The Cardinals so often seem to be in control on October nights like this. They won't necessarily beat the Dodgers in the upcoming NLCS, but you won't be at all surprised if they do.
They're never the surprise team.
"We knew everyone was pulling for Pittsburgh," Carpenter said.
The Pirates had the great story, the magical season in which they broke a record 20-year string of losing seasons, and the crazy-loud beautiful ballpark that finally came alive. The Cardinals didn't begrudge them that, and they didn't complain about the attention that the Pirates got.
They also didn't worry when the Pirates won Game 3 on Sunday to go ahead two games to one and leave the Cardinals a loss away from going home.
"After that game we lost, I looked around the clubhouse and everyone was relaxed," said Carlos Beltran, a great October performer before coming to the Cardinals, and still one now. "The games these guys have played through the years allow them to relax."
Wainwright wasn't exactly relaxed on Wednesday. He felt himself pumping his fist, not just after big outs but after nearly every out.
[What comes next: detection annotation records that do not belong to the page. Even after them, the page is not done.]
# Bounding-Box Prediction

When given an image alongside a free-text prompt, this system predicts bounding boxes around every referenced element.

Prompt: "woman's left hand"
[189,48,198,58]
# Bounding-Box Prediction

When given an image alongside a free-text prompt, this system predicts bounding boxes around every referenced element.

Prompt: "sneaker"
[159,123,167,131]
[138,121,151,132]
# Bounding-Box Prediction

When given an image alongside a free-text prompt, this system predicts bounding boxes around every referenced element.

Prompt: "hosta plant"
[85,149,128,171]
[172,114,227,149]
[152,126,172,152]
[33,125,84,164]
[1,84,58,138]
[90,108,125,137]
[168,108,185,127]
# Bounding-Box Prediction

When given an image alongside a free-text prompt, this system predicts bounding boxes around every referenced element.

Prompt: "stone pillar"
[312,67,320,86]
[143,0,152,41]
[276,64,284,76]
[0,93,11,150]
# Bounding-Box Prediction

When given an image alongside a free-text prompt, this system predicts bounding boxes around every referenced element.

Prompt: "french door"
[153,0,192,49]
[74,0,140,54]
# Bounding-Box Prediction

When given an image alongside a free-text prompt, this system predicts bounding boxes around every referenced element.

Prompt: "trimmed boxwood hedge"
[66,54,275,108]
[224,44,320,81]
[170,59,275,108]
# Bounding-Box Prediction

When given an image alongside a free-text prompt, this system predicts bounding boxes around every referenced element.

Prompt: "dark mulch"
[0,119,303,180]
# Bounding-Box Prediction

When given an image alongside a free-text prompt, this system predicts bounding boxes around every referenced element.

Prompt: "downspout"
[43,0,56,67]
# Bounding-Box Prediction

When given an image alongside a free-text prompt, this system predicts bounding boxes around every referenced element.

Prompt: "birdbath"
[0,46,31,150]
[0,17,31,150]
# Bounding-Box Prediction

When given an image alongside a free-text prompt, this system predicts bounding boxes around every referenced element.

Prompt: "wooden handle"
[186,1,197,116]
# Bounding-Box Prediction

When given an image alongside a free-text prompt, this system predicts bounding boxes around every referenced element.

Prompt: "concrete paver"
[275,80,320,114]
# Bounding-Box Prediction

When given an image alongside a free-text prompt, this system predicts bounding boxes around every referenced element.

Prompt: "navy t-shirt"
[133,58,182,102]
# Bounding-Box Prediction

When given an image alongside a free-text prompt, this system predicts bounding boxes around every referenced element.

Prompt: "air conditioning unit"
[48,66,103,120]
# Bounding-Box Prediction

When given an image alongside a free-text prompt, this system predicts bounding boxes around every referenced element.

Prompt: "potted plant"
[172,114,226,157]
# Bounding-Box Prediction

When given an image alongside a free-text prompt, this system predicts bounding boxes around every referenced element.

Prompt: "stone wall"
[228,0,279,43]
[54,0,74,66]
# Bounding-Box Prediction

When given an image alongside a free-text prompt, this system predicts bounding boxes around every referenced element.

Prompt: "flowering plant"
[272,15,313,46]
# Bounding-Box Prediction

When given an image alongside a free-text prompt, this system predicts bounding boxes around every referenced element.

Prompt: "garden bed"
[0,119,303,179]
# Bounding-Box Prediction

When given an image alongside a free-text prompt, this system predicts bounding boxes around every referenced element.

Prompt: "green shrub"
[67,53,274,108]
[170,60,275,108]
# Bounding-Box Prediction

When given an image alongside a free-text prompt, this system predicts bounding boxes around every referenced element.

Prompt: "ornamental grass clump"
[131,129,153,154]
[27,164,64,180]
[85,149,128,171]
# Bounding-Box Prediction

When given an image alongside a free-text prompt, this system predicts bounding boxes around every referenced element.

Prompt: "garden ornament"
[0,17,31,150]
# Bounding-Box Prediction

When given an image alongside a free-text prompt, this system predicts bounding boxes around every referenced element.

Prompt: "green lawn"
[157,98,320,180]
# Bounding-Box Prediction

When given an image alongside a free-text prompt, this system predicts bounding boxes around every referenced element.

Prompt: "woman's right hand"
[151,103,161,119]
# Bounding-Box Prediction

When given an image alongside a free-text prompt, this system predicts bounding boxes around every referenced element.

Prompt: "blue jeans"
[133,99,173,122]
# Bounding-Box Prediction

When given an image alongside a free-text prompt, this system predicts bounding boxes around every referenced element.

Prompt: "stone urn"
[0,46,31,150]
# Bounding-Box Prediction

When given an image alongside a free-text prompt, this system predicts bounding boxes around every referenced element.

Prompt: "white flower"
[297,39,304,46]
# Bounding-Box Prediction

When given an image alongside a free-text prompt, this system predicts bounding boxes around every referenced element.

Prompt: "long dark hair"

"I felt like I was closing from the first inning on," he said. "I knew I didn't want to go home yet. I'm not ready for hunting season. We've still got champagne to pop.
"That's what I'm hunting."
The Cardinals sprayed their champagne Wednesday, but this was a celebration under control, a celebration fitting for the end of a tough series that went the five-game distance, but also for a team that has won enough to understand this is only an early step.
The Cardinals have been here often enough to understand, and now they'll approach the NLCS with the Dodgers the same way they played this series with the Pirates. They had praise for the Pirates Wednesday night, and showed appropriate respect for the Dodgers.
The talk in the hours to come will be of Clayton Kershaw and Zack Greinke, the Dodgers' twin aces, and of how the Cardinals will win a series in which Kershaw and Greinke will each get two starts. But after watching Michael Wacha nearly no-hit the Pirates on Monday and then seeing Wainwright nearly shut them out on Wednesday, the Cardinals will go in fully believing that their rotation can match up.
"Any time you get to this point of the season, you've got good starting pitching," Carpenter said. "If you don't have it, you don't get here."
Carpenter isn't able to pitch, but he remains here as a sort of combination guru and cheerleader. He gushed about Wacha's performance in Game 4, and even more about the way Wainwright pitched in Game 5.
"It's almost like watching my son grow up," he said. "I know he's not my son's age, but that's what it's like."
Carpenter had the responsibility before in games like this, whether it was that night in Philadelphia or three weeks later in Game 7 against the Rangers. He's part of the reason the Cardinals are 7-1 in winner-take-all games during the past 10 years, and 8-1 during the past three Octobers in games where their season could end.
"You know what, we don't think about losing," Yadier Molina said. "You always have to think about winning."
They don't win all the time, obviously. The Cardinals won a World Series in 2006 and another one in 2011, but four times in recent years they've seen their season end at the stage they're about to enter -- including last year against the Giants.
But they get here, here to the postseason and often here to the NLCS. They get to games like Game 5 and Game 7, and when they do they fully believe they're going to win them.
And when they gave Adam Wainwright a new contract and talked about passing the torch to him, it was exactly with nights like this and games like this in mind.
"I envisioned the chance," Wainwright said. "I knew this organization was going to give me a chance to have a lot of postseason moments."
They gave him the chance, and Wednesday night he gave them another moment.